Plan a visit to an often overlooked fair staple this summer

  • 4-H Exhibit Hall Barn

Fair Season is upon us. Visiting county fairs is a favorite summer pastime and tradition for many families.  Each of these events has their own, unique flair, but all fairs share the same elements of excitement and good energy.

Public announcements travel through the warm summery air, and the smell of fried dough carries a hint of barn. Farm sounds are surrounding us, dogs are barking, and kids are running past you, giggling with excitement.

An animal showring at the county fair with people looking at youth showing sheep.

You will see 4-H youth tending to their animals, feeding them, washing, and trimming their fur to get them ready for the show ring.

There are local organizations such as boy scout troops selling good old-fashioned lemonade, and fair goers who are enjoying a much-needed ice cream in the summer heat.

The 4-H symbol of the four-leaf clover, representing the 4hes for Hearts, Hands, Head and Health, can be spotted around the animal show rings and the 4-H exhibit hall.

While 4-H and animals are associated with county fairs, a lesser-known gem is hidden in plain sight: The 4-H Exhibit Hall.

Most visitors will hit the more obvious fair highlights like animal shows and sheep dog demos, toddlers will sit with beaming smiles in various first responder trucks, and then there are the long lines in front of our favorite fair food trucks and booths.

After all these first stops, most folks will meander a bit aimlessly through the 4-H Exhibit Hall, taking a few quick looks at crafts and projects, just to exit the barn building at the opposite end, heading for their cars. But they are missing out...

A 4-H display about chickens.

There are handsewn garments on display, made from wool, with factsheets about the advantages of wool garments, and how wool can keep you warm in the winter and cool in the summer. Further down the aisle, you can find collections in the showcases that will show a budding scientist’s approach to researching and displaying New England’s seashells.

The more time I get to spend in the 4-H barns, the more smitten I become with the artifacts I am looking at, and the enthusiasm and curiosity that sparked these club and individual entries.

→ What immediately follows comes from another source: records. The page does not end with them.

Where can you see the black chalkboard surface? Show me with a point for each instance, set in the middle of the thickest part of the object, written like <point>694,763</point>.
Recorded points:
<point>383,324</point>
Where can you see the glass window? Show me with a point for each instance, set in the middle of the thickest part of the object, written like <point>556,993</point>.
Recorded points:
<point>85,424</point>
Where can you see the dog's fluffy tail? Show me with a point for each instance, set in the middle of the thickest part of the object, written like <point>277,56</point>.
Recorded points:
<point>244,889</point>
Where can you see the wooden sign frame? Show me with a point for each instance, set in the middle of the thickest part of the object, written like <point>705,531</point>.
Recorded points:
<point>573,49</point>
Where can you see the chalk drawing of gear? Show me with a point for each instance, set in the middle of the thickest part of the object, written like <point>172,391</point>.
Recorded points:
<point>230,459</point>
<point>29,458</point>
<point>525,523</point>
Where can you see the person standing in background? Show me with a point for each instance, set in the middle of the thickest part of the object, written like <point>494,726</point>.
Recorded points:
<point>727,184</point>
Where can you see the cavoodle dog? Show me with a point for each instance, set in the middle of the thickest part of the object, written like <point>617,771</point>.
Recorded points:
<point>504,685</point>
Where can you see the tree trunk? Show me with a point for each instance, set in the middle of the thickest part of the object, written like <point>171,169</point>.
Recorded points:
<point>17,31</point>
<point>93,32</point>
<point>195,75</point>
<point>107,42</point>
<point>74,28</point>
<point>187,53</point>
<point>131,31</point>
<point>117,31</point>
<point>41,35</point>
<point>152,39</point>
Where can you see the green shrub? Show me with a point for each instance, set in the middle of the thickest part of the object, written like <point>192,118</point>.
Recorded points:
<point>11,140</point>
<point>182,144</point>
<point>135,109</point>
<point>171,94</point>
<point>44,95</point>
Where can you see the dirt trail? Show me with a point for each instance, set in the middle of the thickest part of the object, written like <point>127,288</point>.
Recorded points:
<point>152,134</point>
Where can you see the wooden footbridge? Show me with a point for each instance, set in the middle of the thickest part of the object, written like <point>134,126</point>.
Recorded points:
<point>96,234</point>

The items on display are the result of an extended project planning period: The 4-H year starts on October 1st. Over the course of fall, winter & spring, youth, with guidance of their guardians and/ or a club leader, will create a plan on how to achieve their goal: A topic they’d like to explore, a skill they’d like to learn or a craft they would like to complete and master. They will ask themselves: What is a topic/ skill/ craft that I want to learn more about? How can I best achieve that? What is my timeline?

The finish line for their projects will be the fair season, which is like the championship game of 4-H. Youth are constantly honing their skills on “Making the Best Better “(4-H’s Motto), may it be for animal showings or entries for the 4-H Exhibit Hall. They are proud to show their animals in the showring, and they are proud of the more “still” displays in the Exhibit Halls.

Next time you are visiting a fair and find yourself meandering through the 4-H Exhibit Hall, do yourself a favor and take a closer look at the posters, crafts, garments, and canned goods. These items tell the story of curiosity, grit, determination, and tireless efforts to get better at a skill.

A 4-H display with handcrafted owls.

Read the small cards next to the items, and you may be surprised by the age of the 4-Her that took a brilliant photograph, incorporating all rules of composition, focus and lighting. To you it may be just a good picture, but the story behind this image is that the young photographer might have enjoyed lessons with a project leader and numerous attempts to get better at their skills and to get this good.

If you see young 4-Hers manning their exhibits, ask them why they chose that topic to explore, what they learned by doing so and what their favorite part of the project was.

Volunteer as a judge to take a deeper look at exhibit hall projects and to provide meaningful and encouraging feedback to the budding bakers, the inquisitive engineers and skilled craftsmen and craftswomen of tomorrow. You will learn a lot, and their curiosity and skills won’t fail to impress you.